Ciena swings to loss in ’09
Ciena reported fourth-quarter 2009 revenue was flat compared with Q4 ’08 income. Its quarterly loss was roughly equal to its loss in the same period a year ago.
The big changes were in the intervening months, when Ciena’s fortunes crashed with the general economy. For all of fiscal 2009, the company reported a net loss of $581 million, whereas in 2008 the company turned in a $39 million profit.
For the fiscal year 2009, Ciena reported revenue of $652.6 million, which compares to the $904 million reported a year ago. There was encouragement to be derived, however, from the $176.3 million in revenue recorded in the just-completed fourth quarter, which represented a 7 percent sequential increase from fiscal third-quarter 2009 revenue of $164.8 million.
“Our fiscal fourth-quarter revenue growth was driven by our CN 4200 family, continued strong performance from our carrier Ethernet service delivery portfolio and sequential growth from core switching platforms,” said Gary Smith, Ciena’s CEO and president. “Through the challenging environment of fiscal 2009, we’ve managed the business to balance operating performance with a disciplined approach to strategic investment. As a result of our focus on that commitment, we’re pleased to have achieved our goal of positive cash flow from operations for the fiscal year.”

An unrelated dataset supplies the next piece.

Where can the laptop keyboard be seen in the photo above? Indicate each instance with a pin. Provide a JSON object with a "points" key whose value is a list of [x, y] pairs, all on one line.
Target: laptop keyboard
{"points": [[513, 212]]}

During the quarter, Ciena announced that it had entered into agreements with Nortel to purchase substantially all of the optical networking and carrier Ethernet assets of Nortel’s Metro Ethernet Networks (MEN) business.
Looking ahead, Smith said: “Network capacity drivers show no signs of abating, and we continue to expect that the transition toward more cost-efficient, converged network infrastructures will drive a meaningful network investment cycle for service providers and enterprises alike. We’re excited about the prospect of our combination with the Nortel MEN business, and also about the market entry of significant new products like our CoreDirector FS and 5400 family. We believe the combined company will be well positioned to capture additional market share with a product portfolio and vision that is aligned with market direction.”